1. General 1.1 The security of your personal data is a priority for us. In collecting and processing your personal data, we comply with the provisions of Regulation (EU) 2016/679 of the European Parliament and of the Council on the protection of natural persons with regard to the processing of personal data and on the free movement of such data (General Data Protection Regulation – GDPR) and the legislation of the Republic of Lithuania.
1.2. This Policy explains in detail what data we collect and why, how we use it and what rights you have in relation to your personal data.
2. Data collection and use
2.1. We collect and process personal data for the following purposes:
* Booking and provision of services: when you book services through the Amelia Booking plug-in, we collect your name, email address, phone number and other information necessary to complete the booking (e.g. date, time, type of service, number of people).This data is necessary to contact you about the booking, to confirm it, and to ensure the smooth provision of the service. * Payment processing: when you make a payment for services through the Paysera system, we do not process your bank card details. This data is processed directly by Paysera, a trusted payment service provider that meets the highest security standards. We only receive confirmation of a successful payment.
* Communication: we may use your contact details (email address, phone number) to inform you about the status of your reservation, changes or other important information related to your booked services.
* For statistical and analytical purposes: we may collect anonymised data about the use of the website (e.g. traffic statistics) in order to improve the performance of our website and the quality of our services. This data does not allow us to identify you personally.
3. Data storage and security
3.1. Your personal data is stored and processed in accordance with the security requirements set out in the GDPR and other legislation.
3.2. We take appropriate technical and organisational measures to protect your personal data against unauthorised access, disclosure, alteration or destruction.
3.3. Your personal data will be kept for as long as is necessary to provide the services, to protect our legitimate interests or as required by applicable law.
4. Transfer of data to third parties
4.1. Your personal data may only be transferred to third parties where there is a legitimate need to do so and only for the purposes set out in this Policy.
4.2 Amelia Booking: this plug-in helps you manage your bookings and collects booking data. The data is processed and stored on our website server.
4.3 Paysera: for payment transactions, your data (payment information) is transmitted to the Paysera system. “Paysera acts as an independent data controller and is responsible for the security of your payment data.
4.4. We do not transfer your personal data to any third party for marketing purposes without your explicit consent.
5. Your rights You have the following rights in relation to your personal data:
5.1 Right to know: the right to be informed about what personal data we process about you, for what purposes, who the recipients of the data are, and for how long the data will be kept.
5.2 Right of access: the right to request access to your personal data.
5.3 Right to rectification: the right to have inaccurate personal data about you rectified.

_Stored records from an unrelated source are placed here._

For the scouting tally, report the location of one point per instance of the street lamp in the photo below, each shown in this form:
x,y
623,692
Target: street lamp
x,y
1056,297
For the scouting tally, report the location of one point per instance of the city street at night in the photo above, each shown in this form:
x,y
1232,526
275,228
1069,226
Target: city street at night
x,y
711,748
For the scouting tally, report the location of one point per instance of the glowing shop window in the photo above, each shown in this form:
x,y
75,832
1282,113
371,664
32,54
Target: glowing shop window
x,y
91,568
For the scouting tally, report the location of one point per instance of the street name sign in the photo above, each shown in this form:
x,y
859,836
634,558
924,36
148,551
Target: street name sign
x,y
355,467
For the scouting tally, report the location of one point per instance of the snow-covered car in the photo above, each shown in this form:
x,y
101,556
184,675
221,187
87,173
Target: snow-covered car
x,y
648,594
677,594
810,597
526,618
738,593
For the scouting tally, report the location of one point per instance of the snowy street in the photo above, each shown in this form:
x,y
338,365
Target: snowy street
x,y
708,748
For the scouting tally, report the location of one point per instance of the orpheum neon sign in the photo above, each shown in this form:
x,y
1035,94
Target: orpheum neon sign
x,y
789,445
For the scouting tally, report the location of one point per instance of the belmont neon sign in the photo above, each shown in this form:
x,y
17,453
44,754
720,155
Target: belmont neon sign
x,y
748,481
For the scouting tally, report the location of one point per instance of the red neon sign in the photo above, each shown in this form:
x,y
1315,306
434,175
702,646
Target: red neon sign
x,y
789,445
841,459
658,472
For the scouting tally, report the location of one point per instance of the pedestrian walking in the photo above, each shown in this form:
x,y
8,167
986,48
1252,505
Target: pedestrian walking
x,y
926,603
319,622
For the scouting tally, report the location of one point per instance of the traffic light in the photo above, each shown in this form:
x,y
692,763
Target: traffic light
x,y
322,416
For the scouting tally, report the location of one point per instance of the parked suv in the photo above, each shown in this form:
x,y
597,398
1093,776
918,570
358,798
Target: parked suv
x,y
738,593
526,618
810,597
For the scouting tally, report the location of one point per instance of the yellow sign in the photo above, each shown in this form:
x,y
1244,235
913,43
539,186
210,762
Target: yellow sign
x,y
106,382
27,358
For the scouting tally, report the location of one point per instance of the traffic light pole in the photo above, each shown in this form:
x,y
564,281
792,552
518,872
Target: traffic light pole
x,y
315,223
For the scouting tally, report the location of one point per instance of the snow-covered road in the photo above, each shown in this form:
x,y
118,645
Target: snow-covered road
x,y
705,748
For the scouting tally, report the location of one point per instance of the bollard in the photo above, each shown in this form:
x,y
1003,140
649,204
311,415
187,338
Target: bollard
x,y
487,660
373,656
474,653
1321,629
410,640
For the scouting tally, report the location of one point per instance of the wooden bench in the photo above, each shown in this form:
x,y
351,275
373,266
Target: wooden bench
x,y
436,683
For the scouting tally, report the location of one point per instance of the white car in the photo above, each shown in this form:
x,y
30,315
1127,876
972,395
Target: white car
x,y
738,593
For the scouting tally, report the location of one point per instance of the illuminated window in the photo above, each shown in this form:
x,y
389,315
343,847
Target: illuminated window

5.4 Right to erasure (right to be forgotten): the right to have your personal data erased if they are no longer necessary for the purposes for which they were collected or if you withdraw your consent and there is no other legal basis for the processing.
5.5 Right to restrict processing: the right to request the restriction of the processing of your data under certain circumstances.
5.6 Right to data portability: the right to receive your personal data that you have provided to us in a structured, commonly used and computer-readable format, and the right to transfer that data to another controller.
5.7 Right to object: the right to object to the processing of your personal data.
5.8 Right to withdraw consent: if your data is processed on the basis of consent, you have the right to withdraw your consent at any time. Withdrawal of consent does not affect the lawfulness of the processing carried out before the withdrawal of consent.
5.9 Right to lodge a complaint: the right to lodge a complaint with the State Data Protection Inspectorate if you believe that your rights in relation to the processing of personal data have been infringed.
6. Cookies (Cookies)
6.1. Our website may use cookies, which are small text files that are placed on your device when you visit the website.
6.2. Cookies are used to ensure the functionality of the website, to improve your experience, to analyse website traffic and to provide personalised content.
6.3. You can manage and/or delete cookies in your browser settings. Please note that disabling cookies may result in some features of the website not working properly.
7. If you have any questions or would like to exercise your rights related to the processing of personal data, please contact us: UAB “Sostinės gondola” Address: J. Tiškevičiaus g. 4-4, LT-02232 Vilnius E-mail: [email protected] Phone: +37062055531
8. Changes to the Policy We reserve the right to change this Privacy Policy at any time. Changes will be communicated by posting an updated version on our website.